We've just started the year and thousands of script kiddies have become (on paper) rich by investing in cryptocurrencies and buying JPEG images of hyperventilating monkeys (NFTs). The buzzword they keep repeating is "Web3", promising a decentralized internet where users own their data.
Today, a junior developer asked why we don't migrate our databases to a blockchain to "ensure their immutability". I had to count to ten.
The worst database in history
Isolating the financial noise and the marketing smoke, let's look at the blockchain through the eyes of a database engineer. A public blockchain (like Bitcoin or Ethereum) is nothing more than a decentralized, append-only linked list.
To get that database to work without a central administrator (Trustless), you sacrifice absolutely all performance.
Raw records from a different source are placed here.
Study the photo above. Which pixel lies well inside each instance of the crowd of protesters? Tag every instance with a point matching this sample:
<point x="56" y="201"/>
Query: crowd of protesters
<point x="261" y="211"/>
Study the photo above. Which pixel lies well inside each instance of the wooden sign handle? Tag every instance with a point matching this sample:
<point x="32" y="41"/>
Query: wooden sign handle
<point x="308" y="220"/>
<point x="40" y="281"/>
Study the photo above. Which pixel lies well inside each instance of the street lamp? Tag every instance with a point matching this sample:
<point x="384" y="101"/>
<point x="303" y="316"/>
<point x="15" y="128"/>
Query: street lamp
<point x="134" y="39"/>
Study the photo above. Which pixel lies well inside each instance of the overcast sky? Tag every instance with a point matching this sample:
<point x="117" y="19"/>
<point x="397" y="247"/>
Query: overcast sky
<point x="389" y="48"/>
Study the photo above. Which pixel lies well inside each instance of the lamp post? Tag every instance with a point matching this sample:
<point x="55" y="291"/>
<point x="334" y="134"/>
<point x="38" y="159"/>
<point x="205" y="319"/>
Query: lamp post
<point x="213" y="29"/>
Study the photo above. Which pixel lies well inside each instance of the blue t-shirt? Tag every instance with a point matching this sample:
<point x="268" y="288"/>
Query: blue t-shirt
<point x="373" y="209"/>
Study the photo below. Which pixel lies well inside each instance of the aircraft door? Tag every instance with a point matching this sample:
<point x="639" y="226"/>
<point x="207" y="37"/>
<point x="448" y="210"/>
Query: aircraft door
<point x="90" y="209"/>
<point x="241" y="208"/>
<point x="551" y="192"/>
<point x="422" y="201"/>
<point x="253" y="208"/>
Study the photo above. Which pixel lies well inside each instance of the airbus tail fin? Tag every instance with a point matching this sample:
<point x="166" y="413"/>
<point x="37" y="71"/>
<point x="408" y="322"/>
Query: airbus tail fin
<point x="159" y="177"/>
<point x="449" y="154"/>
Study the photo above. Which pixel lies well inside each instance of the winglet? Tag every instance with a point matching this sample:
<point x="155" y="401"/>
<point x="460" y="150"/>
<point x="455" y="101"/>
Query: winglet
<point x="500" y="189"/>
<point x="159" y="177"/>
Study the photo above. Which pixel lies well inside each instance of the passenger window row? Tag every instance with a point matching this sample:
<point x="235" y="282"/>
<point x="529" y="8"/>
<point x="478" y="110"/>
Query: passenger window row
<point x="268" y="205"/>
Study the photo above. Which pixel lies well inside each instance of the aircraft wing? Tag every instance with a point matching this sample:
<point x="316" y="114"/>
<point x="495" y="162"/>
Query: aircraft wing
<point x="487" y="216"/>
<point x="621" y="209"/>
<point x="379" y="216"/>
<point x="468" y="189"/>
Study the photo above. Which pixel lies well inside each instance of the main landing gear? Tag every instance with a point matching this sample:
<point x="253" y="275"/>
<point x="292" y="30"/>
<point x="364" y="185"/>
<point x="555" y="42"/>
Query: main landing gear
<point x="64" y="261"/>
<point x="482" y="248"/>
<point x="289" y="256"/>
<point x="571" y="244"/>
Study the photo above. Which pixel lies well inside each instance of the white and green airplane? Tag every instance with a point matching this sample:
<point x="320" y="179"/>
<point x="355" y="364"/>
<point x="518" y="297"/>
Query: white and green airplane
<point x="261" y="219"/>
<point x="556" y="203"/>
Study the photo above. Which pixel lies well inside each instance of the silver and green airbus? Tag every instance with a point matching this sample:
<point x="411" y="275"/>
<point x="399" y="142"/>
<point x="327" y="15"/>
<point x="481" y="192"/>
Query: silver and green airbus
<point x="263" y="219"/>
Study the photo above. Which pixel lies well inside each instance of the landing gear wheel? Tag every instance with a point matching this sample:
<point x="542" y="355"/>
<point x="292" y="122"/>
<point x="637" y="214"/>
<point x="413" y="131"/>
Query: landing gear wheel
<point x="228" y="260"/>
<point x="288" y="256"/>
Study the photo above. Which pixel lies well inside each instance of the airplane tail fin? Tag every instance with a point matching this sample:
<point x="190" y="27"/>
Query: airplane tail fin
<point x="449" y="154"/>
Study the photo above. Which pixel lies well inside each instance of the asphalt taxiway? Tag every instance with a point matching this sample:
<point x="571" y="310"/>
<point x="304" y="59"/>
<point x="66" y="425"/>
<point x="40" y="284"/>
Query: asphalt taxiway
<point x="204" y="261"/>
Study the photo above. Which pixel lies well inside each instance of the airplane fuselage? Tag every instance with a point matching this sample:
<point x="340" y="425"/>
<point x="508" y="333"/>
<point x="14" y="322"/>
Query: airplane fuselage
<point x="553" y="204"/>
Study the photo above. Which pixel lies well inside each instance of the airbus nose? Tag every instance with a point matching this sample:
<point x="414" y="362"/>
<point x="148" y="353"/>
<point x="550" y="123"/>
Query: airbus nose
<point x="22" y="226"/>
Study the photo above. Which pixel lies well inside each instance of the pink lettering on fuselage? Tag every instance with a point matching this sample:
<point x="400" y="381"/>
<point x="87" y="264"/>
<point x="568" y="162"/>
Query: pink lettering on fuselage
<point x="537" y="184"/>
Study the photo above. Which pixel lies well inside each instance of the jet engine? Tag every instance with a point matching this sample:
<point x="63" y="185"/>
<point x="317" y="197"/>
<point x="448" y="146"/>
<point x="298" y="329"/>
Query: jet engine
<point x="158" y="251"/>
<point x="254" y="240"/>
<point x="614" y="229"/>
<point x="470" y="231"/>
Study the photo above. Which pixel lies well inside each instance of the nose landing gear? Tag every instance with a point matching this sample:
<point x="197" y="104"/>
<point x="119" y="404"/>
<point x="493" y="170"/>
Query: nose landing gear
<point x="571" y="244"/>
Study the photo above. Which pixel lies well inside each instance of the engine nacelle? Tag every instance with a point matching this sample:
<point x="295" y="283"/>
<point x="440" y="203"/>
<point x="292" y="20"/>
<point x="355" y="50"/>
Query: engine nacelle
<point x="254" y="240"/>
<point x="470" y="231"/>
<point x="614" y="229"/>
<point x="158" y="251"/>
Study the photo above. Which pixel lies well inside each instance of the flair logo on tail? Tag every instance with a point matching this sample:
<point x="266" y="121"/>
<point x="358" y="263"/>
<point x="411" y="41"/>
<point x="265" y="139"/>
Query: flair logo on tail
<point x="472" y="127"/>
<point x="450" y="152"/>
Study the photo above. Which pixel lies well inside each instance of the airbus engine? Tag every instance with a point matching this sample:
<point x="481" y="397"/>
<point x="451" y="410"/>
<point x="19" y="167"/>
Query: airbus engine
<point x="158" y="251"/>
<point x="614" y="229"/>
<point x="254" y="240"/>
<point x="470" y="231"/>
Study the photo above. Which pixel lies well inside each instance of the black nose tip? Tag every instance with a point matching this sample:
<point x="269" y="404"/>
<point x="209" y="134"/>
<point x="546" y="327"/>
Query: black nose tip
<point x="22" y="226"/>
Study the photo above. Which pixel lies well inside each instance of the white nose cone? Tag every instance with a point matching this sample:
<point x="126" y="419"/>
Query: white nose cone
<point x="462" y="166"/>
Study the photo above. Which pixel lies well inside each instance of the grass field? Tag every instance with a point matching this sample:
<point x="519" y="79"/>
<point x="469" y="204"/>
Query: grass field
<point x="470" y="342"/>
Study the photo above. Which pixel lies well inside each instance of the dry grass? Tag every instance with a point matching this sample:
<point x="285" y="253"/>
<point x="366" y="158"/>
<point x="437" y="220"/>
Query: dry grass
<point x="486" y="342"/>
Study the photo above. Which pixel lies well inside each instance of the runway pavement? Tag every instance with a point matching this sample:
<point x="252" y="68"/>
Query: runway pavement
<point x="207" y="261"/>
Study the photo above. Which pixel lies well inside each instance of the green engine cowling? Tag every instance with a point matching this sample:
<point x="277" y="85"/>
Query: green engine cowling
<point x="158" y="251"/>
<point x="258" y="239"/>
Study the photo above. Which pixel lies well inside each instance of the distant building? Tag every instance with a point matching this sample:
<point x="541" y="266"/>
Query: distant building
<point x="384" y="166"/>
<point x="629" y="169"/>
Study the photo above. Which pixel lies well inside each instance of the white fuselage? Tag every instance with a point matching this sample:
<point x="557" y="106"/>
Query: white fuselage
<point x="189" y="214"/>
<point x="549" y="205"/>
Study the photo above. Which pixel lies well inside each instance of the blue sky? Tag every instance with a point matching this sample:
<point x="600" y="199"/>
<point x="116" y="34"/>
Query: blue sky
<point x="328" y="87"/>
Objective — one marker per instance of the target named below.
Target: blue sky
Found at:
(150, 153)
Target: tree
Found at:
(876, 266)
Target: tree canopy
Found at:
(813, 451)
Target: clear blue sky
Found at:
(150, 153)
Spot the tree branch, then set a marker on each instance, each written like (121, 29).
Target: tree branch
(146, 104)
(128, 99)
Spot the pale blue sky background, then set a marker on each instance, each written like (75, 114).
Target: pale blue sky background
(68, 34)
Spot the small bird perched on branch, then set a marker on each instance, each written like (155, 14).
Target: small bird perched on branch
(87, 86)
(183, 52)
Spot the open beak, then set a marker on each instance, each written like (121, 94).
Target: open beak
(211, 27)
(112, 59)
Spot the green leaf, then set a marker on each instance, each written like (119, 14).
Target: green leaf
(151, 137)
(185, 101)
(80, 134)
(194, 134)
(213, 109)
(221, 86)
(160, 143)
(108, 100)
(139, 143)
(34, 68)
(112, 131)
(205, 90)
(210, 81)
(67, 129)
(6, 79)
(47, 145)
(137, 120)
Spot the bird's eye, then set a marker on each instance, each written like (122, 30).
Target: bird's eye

A well-tuned traditional database like PostgreSQL or VISA's engine processes over 60,000 transactions per second. The Ethereum mainnet, right now, processes about 15. Fifteen. And every transaction (inserting a row) costs tens of dollars in "gas" fees for the redundant computation of thousands of mining nodes verifying the exact same thing.
Furthermore, the technical concept of NFTs is a botched job.
// El contenido real de un NFT en la Blockchain
{
"name": "Mono Aburrido #1024",
"description": "Un mono muy caro",
"image": "https://servidor-centralizado.com/mono1024.png"
}
People think the image is "on the chain". No. Storing 2 Megabytes on the Ethereum blockchain would cost thousands of dollars. What you are buying is a cryptographic receipt containing a sad URL (an HTTP link) pointing to an Amazon server or an external IPFS node. If the central server gets turned off, your immutable token points to a 404 error.
Reflection: Efficiency requires trust
Decentralized cryptography is mathematically beautiful and is the only solution if your goal is to avoid state censorship. But for 99% of commercial applications and corporate databases, censorship is not the problem.
Companies use centralized databases because they trust an administrator (AWS, Google, or your company's DBA) in exchange for scalability and performance. "Web3" is a brilliant technical solution in search of a problem that the real business world simply doesn't have.